Intelligence artificielle, entre Innovation et régulation

En 1920, Valery Larbaud fit connaître en France l’écrivain britannique, Samuel Butler, grâce à la traduction de son roman, Erewhon (1872). Entre utopie et dystopie, Erewhon anticipe nos débats sur l’intelligence artificielle en voyant dans les machines une nouvelle forme d’intériorité et de conscience, laquelle interroge l’évolution de l’intelligence dans une perspective darwinienne : « pourquoi donc alors ne pourrait-il pas se produire une nouvelle phase de l’esprit qui serait différente de toutes les phases jusqu’ici connues ? » [.......] Ce trait dystopique est radical, il invite pourtant à réfléchir à l’innovation et à nos modèles contemporains de croissance économique, en matière d’intelligence artificielle.

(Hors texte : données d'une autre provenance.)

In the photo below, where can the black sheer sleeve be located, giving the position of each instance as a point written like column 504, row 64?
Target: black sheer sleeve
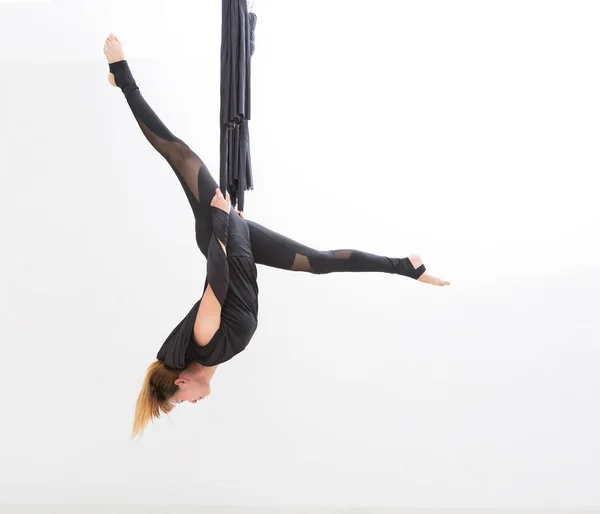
column 217, row 266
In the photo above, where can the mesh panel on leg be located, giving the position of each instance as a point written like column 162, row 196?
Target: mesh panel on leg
column 343, row 254
column 301, row 263
column 180, row 156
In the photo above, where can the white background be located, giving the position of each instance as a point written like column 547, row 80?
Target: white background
column 465, row 131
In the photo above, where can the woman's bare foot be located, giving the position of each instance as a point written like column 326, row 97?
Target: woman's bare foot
column 113, row 49
column 416, row 261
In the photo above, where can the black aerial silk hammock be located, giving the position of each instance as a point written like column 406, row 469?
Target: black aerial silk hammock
column 237, row 47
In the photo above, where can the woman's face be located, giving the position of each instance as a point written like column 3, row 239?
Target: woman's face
column 190, row 390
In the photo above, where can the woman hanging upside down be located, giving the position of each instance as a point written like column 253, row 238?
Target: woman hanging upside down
column 222, row 322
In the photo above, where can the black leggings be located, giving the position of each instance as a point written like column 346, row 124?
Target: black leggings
column 268, row 248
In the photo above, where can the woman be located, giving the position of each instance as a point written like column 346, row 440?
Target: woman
column 222, row 322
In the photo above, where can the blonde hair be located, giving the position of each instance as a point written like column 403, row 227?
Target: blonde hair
column 155, row 397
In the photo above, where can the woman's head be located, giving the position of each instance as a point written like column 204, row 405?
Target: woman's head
column 164, row 388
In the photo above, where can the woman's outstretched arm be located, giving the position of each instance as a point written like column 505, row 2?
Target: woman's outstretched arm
column 208, row 319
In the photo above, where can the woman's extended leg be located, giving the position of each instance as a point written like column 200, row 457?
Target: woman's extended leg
column 277, row 251
column 196, row 180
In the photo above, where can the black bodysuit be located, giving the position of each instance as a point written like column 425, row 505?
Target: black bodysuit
column 233, row 275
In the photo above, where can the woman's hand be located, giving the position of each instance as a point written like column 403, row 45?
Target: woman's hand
column 221, row 203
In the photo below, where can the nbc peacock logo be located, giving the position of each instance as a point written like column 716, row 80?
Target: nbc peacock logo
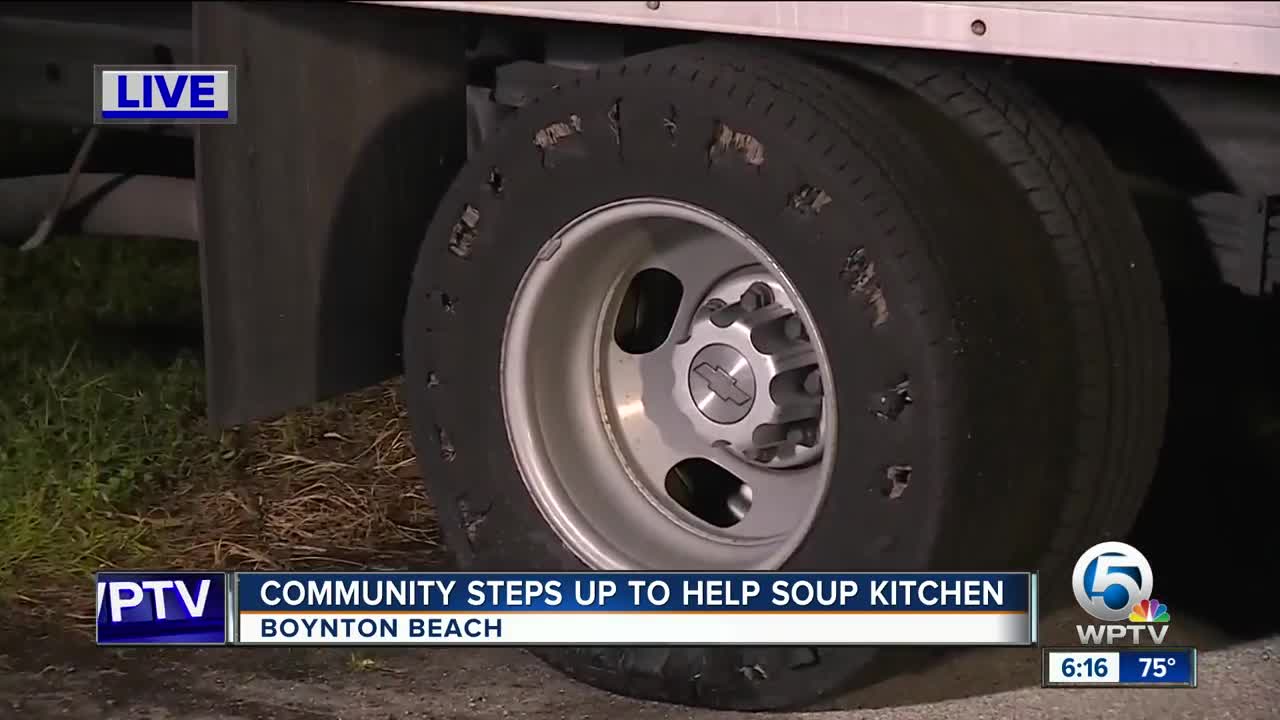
column 1112, row 582
column 1150, row 611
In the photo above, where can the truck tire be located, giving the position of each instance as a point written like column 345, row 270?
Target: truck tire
column 572, row 317
column 1116, row 301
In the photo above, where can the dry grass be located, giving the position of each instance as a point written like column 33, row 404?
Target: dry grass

Les craintes qui concernent les mutations des métiers (et la notion de travail elle-même) sont-elles fondées ? Dans quelle mesure l’imagination, « reine de nos facultés » selon Baudelaire, est-elle dangereusement concurrencée par les algorithmes de la super-intelligence, notamment dans les secteurs de la création et de l’éducation ?

Une telle mise à l’épreuve des théories schumpetériennes implique, en même temps, une approche inventive de la régulation. Si le recours à des instruments juridiques contraignants est nécessaire et légitime, il importe aussi d’envisager des démarches volontaires de responsabilisation de toutes les parties prenantes. La réponse à la dystopie d’Erewhon serait dès lors le développement harmonieux d’une culture de la responsabilité, en vue d’instaurer de bonnes pratiques. C’est dans ce cadre, certes très général, qu’il convient de dégager une éthique de l’intelligence artificielle, capable de rétablir la confiance entre les technologies de l’algorithme, sans cesse innovantes, et l’ensemble de la société.